Вера поняла, что Зоя опять в больнице. Надо бы к ней сходить.
– Каким ветром? – спросил Гриша. – Давно тебя не видел.
– Да вот, с Жилкиным развожусь.
– Ясное дело… Я на днях тоже собираюсь разводиться.
– Не жаль Зою?
– А тебе Жилкина твоего не жалко? Ты никогда этого не сделаешь, потому что тобой руководит инерция порядочности. Для благонравных шаг рискованный.
– А что ты имеешь против инерции порядочности?
– У человека нет смелости, дерзаний, скучный, он становится – решил испытать серьёзность её намерений Гриша. – Покусывает, да и только. Не можешь, как я, например, подпалить свой дом, заодно весь царапкоп, а потом ахнем с тобой куда-нибудь в новое место. – Маленький колючий зрачок заблестел, испрашивая у неё иную цену земных истин.
– Мам, пошли! – сказал Миша, наигравшись с котами.
– Что за человек Гулов?
– …Можно я тогда подожду тебя внизу? Только давай поскорее, а то к Дружку опаздаем.

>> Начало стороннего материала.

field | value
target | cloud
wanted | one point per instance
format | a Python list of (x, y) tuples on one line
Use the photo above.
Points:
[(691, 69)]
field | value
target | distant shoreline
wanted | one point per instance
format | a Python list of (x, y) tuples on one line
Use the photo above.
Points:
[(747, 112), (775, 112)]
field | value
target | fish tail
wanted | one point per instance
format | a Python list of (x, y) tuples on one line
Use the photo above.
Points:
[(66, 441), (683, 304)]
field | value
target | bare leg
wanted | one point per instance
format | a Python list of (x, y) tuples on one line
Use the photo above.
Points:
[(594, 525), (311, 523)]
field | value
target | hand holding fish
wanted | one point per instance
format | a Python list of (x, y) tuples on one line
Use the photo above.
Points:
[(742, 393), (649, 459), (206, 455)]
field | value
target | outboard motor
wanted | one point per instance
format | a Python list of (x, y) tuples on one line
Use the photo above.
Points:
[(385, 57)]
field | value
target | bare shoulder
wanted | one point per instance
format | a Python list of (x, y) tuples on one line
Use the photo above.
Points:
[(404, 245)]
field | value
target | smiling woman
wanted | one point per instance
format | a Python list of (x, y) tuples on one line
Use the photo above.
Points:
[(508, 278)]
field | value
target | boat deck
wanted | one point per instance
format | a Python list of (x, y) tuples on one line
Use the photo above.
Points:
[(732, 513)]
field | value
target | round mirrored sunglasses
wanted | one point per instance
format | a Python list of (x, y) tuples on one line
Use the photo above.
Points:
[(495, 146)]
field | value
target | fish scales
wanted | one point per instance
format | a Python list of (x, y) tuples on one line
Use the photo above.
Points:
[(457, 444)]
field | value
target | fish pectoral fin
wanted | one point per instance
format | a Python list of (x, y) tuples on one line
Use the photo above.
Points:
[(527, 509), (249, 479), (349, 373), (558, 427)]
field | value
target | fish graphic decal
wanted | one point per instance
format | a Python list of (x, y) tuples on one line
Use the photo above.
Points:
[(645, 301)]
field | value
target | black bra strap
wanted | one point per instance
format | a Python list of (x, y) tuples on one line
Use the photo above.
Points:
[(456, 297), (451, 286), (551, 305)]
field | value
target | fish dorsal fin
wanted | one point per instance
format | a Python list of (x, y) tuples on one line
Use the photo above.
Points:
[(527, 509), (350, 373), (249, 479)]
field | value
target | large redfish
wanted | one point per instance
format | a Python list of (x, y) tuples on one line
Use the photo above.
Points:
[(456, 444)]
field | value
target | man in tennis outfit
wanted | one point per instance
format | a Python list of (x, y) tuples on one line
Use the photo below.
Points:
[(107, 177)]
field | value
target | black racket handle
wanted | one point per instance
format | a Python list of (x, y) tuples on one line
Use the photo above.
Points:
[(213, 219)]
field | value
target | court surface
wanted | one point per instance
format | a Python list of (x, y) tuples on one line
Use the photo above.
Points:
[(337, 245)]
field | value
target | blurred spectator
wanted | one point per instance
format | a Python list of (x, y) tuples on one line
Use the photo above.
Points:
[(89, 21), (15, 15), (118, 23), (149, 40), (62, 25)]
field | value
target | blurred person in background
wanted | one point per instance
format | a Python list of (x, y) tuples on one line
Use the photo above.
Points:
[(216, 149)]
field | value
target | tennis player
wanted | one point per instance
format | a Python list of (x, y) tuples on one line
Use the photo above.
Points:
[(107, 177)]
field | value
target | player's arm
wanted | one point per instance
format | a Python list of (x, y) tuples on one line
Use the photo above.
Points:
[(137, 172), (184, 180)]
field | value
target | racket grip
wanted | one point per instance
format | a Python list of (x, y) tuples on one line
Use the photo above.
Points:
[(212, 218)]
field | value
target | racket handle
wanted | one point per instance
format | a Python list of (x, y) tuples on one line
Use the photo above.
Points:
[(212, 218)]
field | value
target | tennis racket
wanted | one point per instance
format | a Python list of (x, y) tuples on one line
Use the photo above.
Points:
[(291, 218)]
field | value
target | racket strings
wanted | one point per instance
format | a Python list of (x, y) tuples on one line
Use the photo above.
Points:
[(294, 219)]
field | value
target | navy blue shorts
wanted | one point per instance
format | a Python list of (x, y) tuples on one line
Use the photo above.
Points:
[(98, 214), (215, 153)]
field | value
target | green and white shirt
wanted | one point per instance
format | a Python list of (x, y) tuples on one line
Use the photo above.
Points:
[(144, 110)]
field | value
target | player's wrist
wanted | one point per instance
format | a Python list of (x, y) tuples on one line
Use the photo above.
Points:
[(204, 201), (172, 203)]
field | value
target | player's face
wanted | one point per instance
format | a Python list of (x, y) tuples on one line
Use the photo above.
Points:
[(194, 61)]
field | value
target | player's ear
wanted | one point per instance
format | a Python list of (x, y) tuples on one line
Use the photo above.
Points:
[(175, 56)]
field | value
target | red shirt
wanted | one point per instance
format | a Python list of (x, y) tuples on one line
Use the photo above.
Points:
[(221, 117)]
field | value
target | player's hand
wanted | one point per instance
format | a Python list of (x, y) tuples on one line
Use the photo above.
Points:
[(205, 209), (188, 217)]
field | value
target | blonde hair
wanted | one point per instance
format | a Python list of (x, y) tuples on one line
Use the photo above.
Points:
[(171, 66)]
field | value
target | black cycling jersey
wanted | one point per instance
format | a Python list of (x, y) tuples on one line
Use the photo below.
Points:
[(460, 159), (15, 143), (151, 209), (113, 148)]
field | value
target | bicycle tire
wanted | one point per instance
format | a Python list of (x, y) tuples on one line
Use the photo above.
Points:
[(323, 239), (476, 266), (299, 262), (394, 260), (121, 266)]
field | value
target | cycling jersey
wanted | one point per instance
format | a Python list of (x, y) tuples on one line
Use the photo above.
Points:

– Гулов-то? – переспросил Гриша. – Не живой.
– Как?
– У Юрки твоего есть ещё возможность переступать и переступать черепашьими шажками своё соображение. – Гриша показал по журнальному столику двумя пальцами, как Юра идет, не твёрдо, но настырно. – Этим движением он жив, этим ведом. Ему не всё ещё доступно, перед ним не всё «бито», верит в чепуху. Посредственность, – она более живуча, и нравственной силы у неё больше, – так называемая основная народная масса. А такие как Гулов делают в своей башке размашистый шаг, а поле деятельности уже засеяно придурками. …И привет!
– А ты? – спросила Вера.
– О, мне ещё добирать и добирать. Я ничего истинного в жизни пока не испробовал. Мне многое недоступно.
– Как добирать собираешься? Черепашьими шагами?
– Зачем, людскими, с народом заодно. Я в них вливаюсь, и отлиться мне некуда. Разве что в монастырь? Теку попутно, а они меня пока не слышат. – Гриша вздохнул и продолжил, – Зойка талантливей меня. Дочь вся в мать, но тоже хроник. Женщины вообще живучей. Их естество не подлежит инфляции. А от меня одно название осталось, Плюшевый.
– Ты самокритичен слишком.
– Раньше, может быть, и не таким был, когда ещё верил в возрождение, …хотя бы год назад. Опыт на тебе поставил с «воинственным ангелом». А теперь главная задача, чтоб нам не умереть где-то посередине, продолжая передвигаться. Помер раньше тела своего, и никто не чует, как от твоей души тухлятиной прет, будто запах вполне обычный. И даже на похороны никто не пришёл, не всплакнул, не помянул …хотя бы проклятьем душу твою угасшую. Живи дальше, не отметив дня, месяца и года, когда окачурился. – Гриша передохнул, распаляясь всё больше:
– Может у нас тот факт загнивания на корню ещё в детстве произошёл. Не так родители цветок свой поливали, обильно слишком, – изучая Ветлову. – Ну как, Вера, балована подливками, к ним в Москву теперь подашься? Страшен я тебе? Но ещё надеюсь на воскрешение. Воскреси! – в глазах блеснул дерзкий вызов. – Губы у тебя слишком безвольные. Не с ними тебе воевать. – Встал с дивана, зашел сзади неё за стул. – Дай, поцелую хоть раз! – разнимая от лица её руки.
– Гриша, ты с ума сошел!
– Почему? Ты разводишься, я развожусь. Семейная жизнь для женщины главная опора. Что дальше делать думаешь?
– Ударю тебя по лицу, чего бы мне очень не хотелось.
– Для такого поступка ты слишком добрая. Брось меня дурачить. Ты же не святая. Со своим Юркой давно, наверное, не живешь. – Он ловко, с неожиданной силой поднял её подмышки и хотел перетащить на диван. – Женщина, воскреси!
– Гриша, ничего подобного я не ожидала! Хотела бы тебя уважать! Слышишь, отпусти, …я люблю Гулова.
– А…, – Гриша сразу сел. – Я бы тоже хотел уважать всё человечество.
Ошарашенная новым конфликтом, не в силах идти, Вера села перед ним на стул, желая убедить себя только в одном, что Гриша, человек не такой уж скверный.
– Люби его! Что передо мной сидишь? Что ж не к нему пришла, а ко мне? Люби! Где он? А я могу хоть завтра все мосты сжечь и капитальный ремонт забросить. Поехали в Москву! …Только я тебе не нужен, – он поморщился и закурил. – А тебе острастка впредь, – с Жилкиным не разводись. Ещё не на такого лохматого, как я, напорешься. И не отпустит.